Needs mention of Jasper Fforde who kicked off an entire meta-comedic-sci-fi series by asking "What if books were like actual worlds and someone could break into Jane Eyre and mess with the narrative?"
posted by emjaybee at 2:00 PM on April 18, 2016 [3 favorites]


Nothing to add, but very nice post. Thanks.
posted by still_wears_a_hat at 3:01 PM on April 18, 2016


"What if books were like actual worlds and someone could break into Jane Eyre and mess with the narrative?"

Ah yes, not unlike my intense desire whilst reading Wuthering Heights (another Brontë book I loved) to break into the novel and kick Heathcliff's ass.
posted by Celsius1414 at 3:09 PM on April 18, 2016 [7 favorites]


Just this weekend, I was thinking that my next cat's name would be Currer Bell.

And no thread about Charlotte Bronte would be complete without Kate Beaton's divine Dude Watchin' with the Brontes.
posted by mogget at 3:45 PM on April 18, 2016 [8 favorites]


I've always enjoyed the Shrinklits version.
posted by nightwood at 7:57 PM on April 18, 2016 [2 favorites]


I hated everyone in Wuthering Heights, they all deserved ass-kickings. Nowadays I often think of Jane as a ver young, very smart woman who married a rich man 20 years her elder who would never be able to wander off and get in trouble thanks to his disabilities and think "hmmm."
posted by emjaybee at 8:15 PM on April 18, 2016 [1 favorite]


I started rereading Jane Eyre for the first time since my early teens after reading the Guardian article. It really bears rereading as an adult after many years.
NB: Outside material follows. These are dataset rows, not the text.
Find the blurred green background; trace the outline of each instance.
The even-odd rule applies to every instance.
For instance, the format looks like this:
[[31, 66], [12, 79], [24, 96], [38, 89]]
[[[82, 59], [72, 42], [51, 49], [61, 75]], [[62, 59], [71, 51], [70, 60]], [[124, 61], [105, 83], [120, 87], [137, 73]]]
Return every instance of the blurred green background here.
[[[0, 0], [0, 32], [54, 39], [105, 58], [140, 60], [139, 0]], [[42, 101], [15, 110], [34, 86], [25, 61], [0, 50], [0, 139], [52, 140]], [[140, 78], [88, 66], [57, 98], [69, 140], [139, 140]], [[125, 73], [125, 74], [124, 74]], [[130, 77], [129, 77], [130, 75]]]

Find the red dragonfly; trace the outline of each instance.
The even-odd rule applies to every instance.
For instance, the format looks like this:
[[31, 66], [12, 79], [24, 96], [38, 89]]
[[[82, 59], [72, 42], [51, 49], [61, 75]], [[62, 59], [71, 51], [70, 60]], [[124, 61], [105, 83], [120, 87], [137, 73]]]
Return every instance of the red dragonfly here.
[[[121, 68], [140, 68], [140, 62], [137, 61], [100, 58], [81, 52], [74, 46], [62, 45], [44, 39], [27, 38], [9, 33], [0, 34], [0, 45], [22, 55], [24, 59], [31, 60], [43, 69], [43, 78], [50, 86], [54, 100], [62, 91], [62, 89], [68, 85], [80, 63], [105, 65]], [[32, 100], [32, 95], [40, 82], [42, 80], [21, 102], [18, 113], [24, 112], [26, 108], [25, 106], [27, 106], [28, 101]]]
It is such a powerful book about being female. Just before this I read House of Mirth for the first time, and I recommend it as a double bill - not because of the opposite trajectories of the two protagonists, but in how their characters and desires shape those trajectories.
posted by tavegyl at 10:25 PM on April 18, 2016 [2 favorites]


Thankyou for this! Jane Eyre is a big big influence on me and my username is from one of her other novels. So many different and interesting ways to read the novels but however you do it Jane Eyre the character remains sympathetic, heroic, compelling and life-changing.